Five Articles:
Plus: Reviews of books, music & recordings, music supplements, announcementsNeil Wayne, Margaret Birley, Robert Gaskins: A Wheatstone Twelve-Sided "Edeophone" Concertina with Pre-MacCann Chromatic Duet Fingering
Jared Snyder: Breeze in the Carolinas: The African American Accordionists of the Upper South
Christopher Adler: Drone Placement and Fingering in Traditional and Contemporary Music for Khaen
Peter C. Muir: "Looks Like a Cash Register and Sounds Worse": The Deiro Brothers and the Rise of the Piano Accordion in American Culture 1908-1930
Richard Carlin: The Fayre Four Sisters: Concertina Virtuosi
Published: 2001
Review date: May 2001
Paper cover
6 x 9 inches
122 pages
Published by Pendragon Press
PO Box 190
Hillsdale, NY 12529
Fax: 518-325-6102
email:
penpress@taconic.net
Review by Henry Doktorski:
American Accordionists should run to their telephones and order this issue of The Free-Reed Journal before it goes out of print. You will get a special thrill not only from the entire contents of the issue, but especially from the two articles about the accordion in America: Jared Snyder's article about African American accordionists in the 19th and early 20th centuries and Peter Muir's article about Guido and Pietro Deiro.
Of course, the other three articles about 1. a curious 1938 Wheatstone 12-sided concertina, 2. the khaen and 3. the Fayre Four sisters, the British concertina hit group of the 1920s and 1930s were excellent also. But, being primarily an accordionist, I was STRUCK by the two accordion articles.
Jared Snyder, a familiar name to Free-Reed Journal readers from his article in volume one about the accordion in Africa, has produced a fascinating account of the accordion in the southeastern United States as played by African slaves and their descendants. This is a part of accordion history of which I was completely ignorant. I was enthralled by the illustrations: 1. a photograph of a slave from the household of Confederate General Robert E. Lee playing a German button-accordion, 2. a painting by Samuel Hollyer and John Rogers titled "Pic Nic on the Fourth of July" dated c. 1864 which shows a child at play while her black nursemaid entertains her on a French accordeon, 3. a photo titled "Cooks at Fort Beaufort, S.C., 1862" which shows two men seated on the steps of the barracks, one white and one black, the latter holding his French accordion in his hands, as well as several other photographs from the 1890s and 1930s. (Unfortunately the quality of the printing of some of the photographs in the journal was so poor I could not see any details to speak of.)
Snyder traces the development of the African-American accordion tradition from the black face minstrel shows of the 1840s through the civil war and beyond.
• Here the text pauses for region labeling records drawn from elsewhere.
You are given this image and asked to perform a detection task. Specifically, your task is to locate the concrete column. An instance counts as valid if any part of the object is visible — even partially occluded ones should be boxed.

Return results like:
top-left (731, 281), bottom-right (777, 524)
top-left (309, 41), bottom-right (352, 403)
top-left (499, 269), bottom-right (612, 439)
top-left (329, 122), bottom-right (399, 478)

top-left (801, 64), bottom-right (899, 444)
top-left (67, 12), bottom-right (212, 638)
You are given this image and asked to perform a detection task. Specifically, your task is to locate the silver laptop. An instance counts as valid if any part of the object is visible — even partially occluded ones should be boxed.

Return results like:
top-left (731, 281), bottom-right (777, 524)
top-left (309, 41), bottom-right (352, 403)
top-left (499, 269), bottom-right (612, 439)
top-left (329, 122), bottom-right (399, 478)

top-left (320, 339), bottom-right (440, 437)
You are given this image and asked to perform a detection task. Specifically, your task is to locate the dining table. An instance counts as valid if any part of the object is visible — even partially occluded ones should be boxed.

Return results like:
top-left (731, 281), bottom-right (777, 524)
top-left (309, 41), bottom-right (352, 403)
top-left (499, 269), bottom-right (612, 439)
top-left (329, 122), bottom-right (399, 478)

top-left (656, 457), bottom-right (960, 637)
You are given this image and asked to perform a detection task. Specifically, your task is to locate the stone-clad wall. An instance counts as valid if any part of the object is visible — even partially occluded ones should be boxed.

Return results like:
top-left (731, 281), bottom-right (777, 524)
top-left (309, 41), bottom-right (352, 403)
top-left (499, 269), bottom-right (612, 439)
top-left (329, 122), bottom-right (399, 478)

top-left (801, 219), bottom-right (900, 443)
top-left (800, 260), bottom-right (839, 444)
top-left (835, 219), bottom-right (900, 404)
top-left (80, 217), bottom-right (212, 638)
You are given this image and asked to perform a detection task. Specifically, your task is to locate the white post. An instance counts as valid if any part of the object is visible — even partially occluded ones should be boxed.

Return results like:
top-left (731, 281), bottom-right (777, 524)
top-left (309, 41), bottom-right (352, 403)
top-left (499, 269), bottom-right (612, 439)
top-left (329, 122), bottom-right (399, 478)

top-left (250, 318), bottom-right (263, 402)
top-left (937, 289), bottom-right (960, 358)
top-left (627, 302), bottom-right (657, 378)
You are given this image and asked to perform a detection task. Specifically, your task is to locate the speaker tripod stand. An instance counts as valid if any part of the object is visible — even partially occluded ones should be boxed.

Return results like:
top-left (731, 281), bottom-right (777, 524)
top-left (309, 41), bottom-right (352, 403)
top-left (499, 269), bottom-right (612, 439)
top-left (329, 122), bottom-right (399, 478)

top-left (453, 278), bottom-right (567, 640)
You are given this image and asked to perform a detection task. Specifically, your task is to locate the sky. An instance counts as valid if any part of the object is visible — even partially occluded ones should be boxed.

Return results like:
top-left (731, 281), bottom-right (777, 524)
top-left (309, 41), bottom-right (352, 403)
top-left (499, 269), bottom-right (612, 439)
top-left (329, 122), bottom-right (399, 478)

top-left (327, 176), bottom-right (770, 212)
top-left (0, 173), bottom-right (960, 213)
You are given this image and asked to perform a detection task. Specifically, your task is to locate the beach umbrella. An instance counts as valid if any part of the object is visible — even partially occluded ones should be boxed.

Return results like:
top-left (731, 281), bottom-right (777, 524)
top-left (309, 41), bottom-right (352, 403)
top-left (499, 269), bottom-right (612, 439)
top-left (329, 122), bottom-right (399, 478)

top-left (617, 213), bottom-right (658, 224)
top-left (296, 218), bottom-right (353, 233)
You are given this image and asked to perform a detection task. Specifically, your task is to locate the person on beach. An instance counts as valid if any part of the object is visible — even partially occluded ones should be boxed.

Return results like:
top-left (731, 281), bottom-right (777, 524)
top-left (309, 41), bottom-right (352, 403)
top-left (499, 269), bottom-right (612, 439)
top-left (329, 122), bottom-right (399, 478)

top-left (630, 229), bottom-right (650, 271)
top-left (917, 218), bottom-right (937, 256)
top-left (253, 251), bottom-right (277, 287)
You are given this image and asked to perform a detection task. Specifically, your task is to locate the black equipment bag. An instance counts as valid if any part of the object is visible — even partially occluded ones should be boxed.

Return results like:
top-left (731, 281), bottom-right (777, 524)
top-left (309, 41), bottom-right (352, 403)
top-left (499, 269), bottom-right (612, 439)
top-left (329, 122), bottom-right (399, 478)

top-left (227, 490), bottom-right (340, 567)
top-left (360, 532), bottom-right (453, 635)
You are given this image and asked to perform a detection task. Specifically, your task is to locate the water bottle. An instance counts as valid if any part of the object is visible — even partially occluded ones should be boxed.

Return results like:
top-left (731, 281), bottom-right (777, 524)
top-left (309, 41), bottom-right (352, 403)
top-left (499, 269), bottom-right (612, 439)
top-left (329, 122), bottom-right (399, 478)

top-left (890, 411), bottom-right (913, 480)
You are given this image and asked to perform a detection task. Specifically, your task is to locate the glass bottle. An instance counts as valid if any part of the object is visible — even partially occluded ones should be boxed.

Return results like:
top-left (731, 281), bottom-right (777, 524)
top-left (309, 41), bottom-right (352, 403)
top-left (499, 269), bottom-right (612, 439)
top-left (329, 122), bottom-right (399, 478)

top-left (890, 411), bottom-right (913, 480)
Did you know that the accordion was an important part of the civil-war soldiers life? Synder quoted a correspondent who described his experiences in the camps of the army of the north: "Musicians were a great feature of winter camp-life. . . Violins, flutes, banjos, and the sonorous accordeon were to be found in every regiment."
Finally at the end of his 42-page article, Snyder states why the diatonic accordion died out among black musicians of the southeast: it could not produce the blues scale, which became a major component of popular dance music by the 1920s. Fascinating article.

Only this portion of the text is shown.